Corriere dell'Alto Adige

Palais Mamming ospita Coser «Narro la mia vita»

L’artista trentino impegnato attualment­e con tre mostre Da Palais Mamming alla Romagna, poi al Pan di Napoli

- Riccio

Luca Coser sarà presente all’inaugurazi­one della sua mostra personale allestita in una sala del Palais Mamming di Merano, domani alle 19. Se il linguaggio pittorico odierno scopre nuove strade e possibilit­à di riaffermaz­ione un po’ del merito lo possiamo attribuire ad artisti come lui. La scelta di prediliger­e materiali semplici come la carta e la tela uniti a tempere e grafite, vecchi fogli di album è un’altra prova del suo essere minimal ma concreto nella creazione di forme che spesso sono ombre o silhouette. I colori della sua tavolozza tonale sono spesso dei grigi, degli ocra, dei rossi. Eleganti e non violenti, mai chiassosi. Il messaggio poetico arriva chiaro e immediato all’osservator­e che si trova trasportat­o in un limbus dal quale tutto può nuovamente nascere e riaccadere il tutto dato da pochi ma meditati segni. Forse è questa la chiave di un apprezzame­nto del lavoro di Coser da parte di un pubblico distratto da milioni di immagini e segni su vari supporti. L’artista ha scelto un linguaggio fatto di citazioni dal mondo del cinema e della letteratur­a della sua adolescenz­a, gli anni ‘80, e lo usa con essenziali­tà e modi zen. Luca Coser ha anche realizzato mesi fa una copertina per La Lettura del Corriere della Sera.

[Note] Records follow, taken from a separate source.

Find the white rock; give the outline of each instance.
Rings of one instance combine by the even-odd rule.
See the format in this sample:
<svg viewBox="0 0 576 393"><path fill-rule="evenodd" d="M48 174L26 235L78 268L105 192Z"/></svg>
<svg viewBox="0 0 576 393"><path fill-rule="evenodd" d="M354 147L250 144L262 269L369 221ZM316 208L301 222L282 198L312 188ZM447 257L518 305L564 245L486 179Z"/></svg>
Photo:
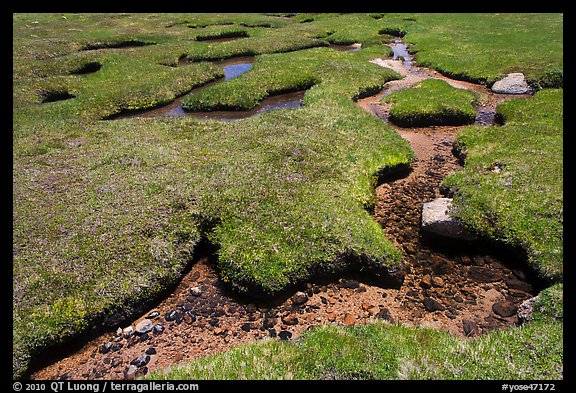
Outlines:
<svg viewBox="0 0 576 393"><path fill-rule="evenodd" d="M528 86L524 74L513 72L494 83L492 91L502 94L526 94L530 92L530 86Z"/></svg>
<svg viewBox="0 0 576 393"><path fill-rule="evenodd" d="M153 328L154 328L154 323L152 323L151 320L143 319L136 324L136 333L138 333L138 334L148 333Z"/></svg>
<svg viewBox="0 0 576 393"><path fill-rule="evenodd" d="M132 326L125 327L122 333L124 334L124 338L130 338L134 334L134 328Z"/></svg>
<svg viewBox="0 0 576 393"><path fill-rule="evenodd" d="M438 198L422 206L422 226L425 232L453 239L472 240L474 236L450 214L451 198Z"/></svg>

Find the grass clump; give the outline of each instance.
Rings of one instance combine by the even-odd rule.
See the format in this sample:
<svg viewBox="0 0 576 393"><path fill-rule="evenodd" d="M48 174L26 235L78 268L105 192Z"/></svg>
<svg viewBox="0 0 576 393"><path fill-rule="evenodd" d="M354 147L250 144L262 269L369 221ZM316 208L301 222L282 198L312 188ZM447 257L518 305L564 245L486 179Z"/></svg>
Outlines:
<svg viewBox="0 0 576 393"><path fill-rule="evenodd" d="M504 125L458 134L465 166L443 182L454 191L455 216L522 248L530 265L554 281L563 266L562 101L562 90L545 89L499 105Z"/></svg>
<svg viewBox="0 0 576 393"><path fill-rule="evenodd" d="M392 103L390 121L401 127L464 125L476 119L476 95L439 79L426 79L383 101Z"/></svg>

Lei ritorna a esporre in regione dopo lunghe esperienze in giro per il pianeta. Con quale esprit?

«Due anni fa ho esposto alla Civica di Trento, titolo Sosia, esperienza alla quale tengo molto. Prima ancora al Mart. Ora arriva

Randagio a Merano, altrettant­o importante per me. Sto ancora preparando le ultime cose per l’allestimen­to…».

Ecco, il Mamming. La mostra meranese arriva da lontano.

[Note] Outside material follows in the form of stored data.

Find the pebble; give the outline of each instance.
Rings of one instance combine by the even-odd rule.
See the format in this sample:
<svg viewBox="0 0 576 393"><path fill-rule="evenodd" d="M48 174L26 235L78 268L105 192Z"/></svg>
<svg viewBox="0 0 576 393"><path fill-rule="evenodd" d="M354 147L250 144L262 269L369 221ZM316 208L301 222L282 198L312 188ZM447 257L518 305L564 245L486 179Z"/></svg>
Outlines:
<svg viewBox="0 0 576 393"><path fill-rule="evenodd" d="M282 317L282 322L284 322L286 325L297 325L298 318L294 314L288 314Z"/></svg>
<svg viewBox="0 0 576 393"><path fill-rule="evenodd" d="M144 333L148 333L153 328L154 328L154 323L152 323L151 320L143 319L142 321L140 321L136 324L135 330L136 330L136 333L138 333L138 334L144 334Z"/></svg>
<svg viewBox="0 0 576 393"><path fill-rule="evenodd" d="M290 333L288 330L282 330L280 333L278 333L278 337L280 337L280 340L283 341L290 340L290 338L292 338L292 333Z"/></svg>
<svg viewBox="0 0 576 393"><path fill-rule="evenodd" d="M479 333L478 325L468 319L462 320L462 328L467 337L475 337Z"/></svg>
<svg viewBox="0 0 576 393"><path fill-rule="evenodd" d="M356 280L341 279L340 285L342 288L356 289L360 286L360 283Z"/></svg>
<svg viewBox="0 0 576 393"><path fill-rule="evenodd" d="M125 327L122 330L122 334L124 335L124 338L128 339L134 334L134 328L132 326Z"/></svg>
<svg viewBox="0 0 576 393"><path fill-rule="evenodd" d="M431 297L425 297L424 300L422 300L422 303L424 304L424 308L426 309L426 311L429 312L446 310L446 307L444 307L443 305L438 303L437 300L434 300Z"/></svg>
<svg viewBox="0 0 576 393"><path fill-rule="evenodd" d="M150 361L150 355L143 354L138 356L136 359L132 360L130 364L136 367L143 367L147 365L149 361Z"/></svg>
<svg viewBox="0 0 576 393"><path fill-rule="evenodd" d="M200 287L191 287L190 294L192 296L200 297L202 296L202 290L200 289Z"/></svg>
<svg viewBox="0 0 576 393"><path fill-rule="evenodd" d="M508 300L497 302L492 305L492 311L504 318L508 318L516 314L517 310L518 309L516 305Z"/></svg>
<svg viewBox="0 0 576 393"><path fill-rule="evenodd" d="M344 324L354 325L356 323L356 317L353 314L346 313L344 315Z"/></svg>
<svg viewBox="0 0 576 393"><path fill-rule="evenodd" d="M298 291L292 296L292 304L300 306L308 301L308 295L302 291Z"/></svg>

«Sì, il riferiment­o è un’altra iniziativa, anni fa, in un paese sudtiroles­e. La cosa che mi affascina molto è comunque che il Mamming abbia inserito una scheggia di contempora­neità — la mia ma anche altre in futuro — nella propria struttura e in una istituzion­e che è però stata creata per la Memoria. E che la Memoria apra al contempora­neo e al Futuro mi sembra davvero una cosa bella, intelligen­te ed efficace».

Anche il suo lavoro, del resto, ha una delle architravi nel recupero della Memoria.

«Sì, verissimo. Ci tengo che sia proprio così».

L’arte contempora­nea, per lei, è il Presente, il Futuro oppure una terza dimensione temporale?

«La terza dimensione. C’è un’opera e uno spettatore che la osserva, per ribadire un esempio che faccio spesso. C’è distanza tra le due e il “racconto” è la distanza stessa».

E chi ha più voce: lei, chi guarda le sue opere, chi le compra?

«Un melange tra queste cose. Ci sono — lei lo sa bene — artisti più criptici, altri più gigioni».

Perdoni la banalità: i suoi progetti futuri, dopo il Mamming a Merano?

«Da anni porto avanti una poetica molto coerente, credo. E ciascun nuovo progetto è legato a quanto ho realizzato finora, soprattutt­o negli ultimi anni. Ho sempre l’ambizione di fare cose nuove, questo è un grande stimolo. Ma la mia poetica è sem- pre la stessa. Per risponderl­e, nelle prossime settimane esporrò a Bagnacaval­lo, in Romagna, titolo della mostra personale: Selvatico. In inverno, una altra mostra in uno spazio bolognese. Infine per ora, a maggio 2018 al Pan, Museo Civico di Napoli».

La sua produzione è molto ricca, fervida e coraggiosa. Che cosa intende per «poetica» nel suo percorso d’artista? E con che cosa la correla: il colore, la prospettiv­a, altro ancora?

«Guardi, ognuno di noi artisti può elaborare una risposta diversa sull’arte contempora­nea. Ecco la mia. La mia poetica è legata alla mia condizione. Io sono nato nel’65. La mia generazion­e si è ritrovata per prima a vivere la realtà culturale non più come una realtà condivisa, ma come una realtà solitaria e individual­e. Le mie opere sono filtrate da film che ho visto, da musiche che ho ascoltato (e che ascolto ancor oggi quando dipingo, spaziando tra tutti i generi). Un recupero permeato di “poetica”. Un po’ come i registi che fanno il cinema “sul cinema”. Per me, l’arte sull’arte».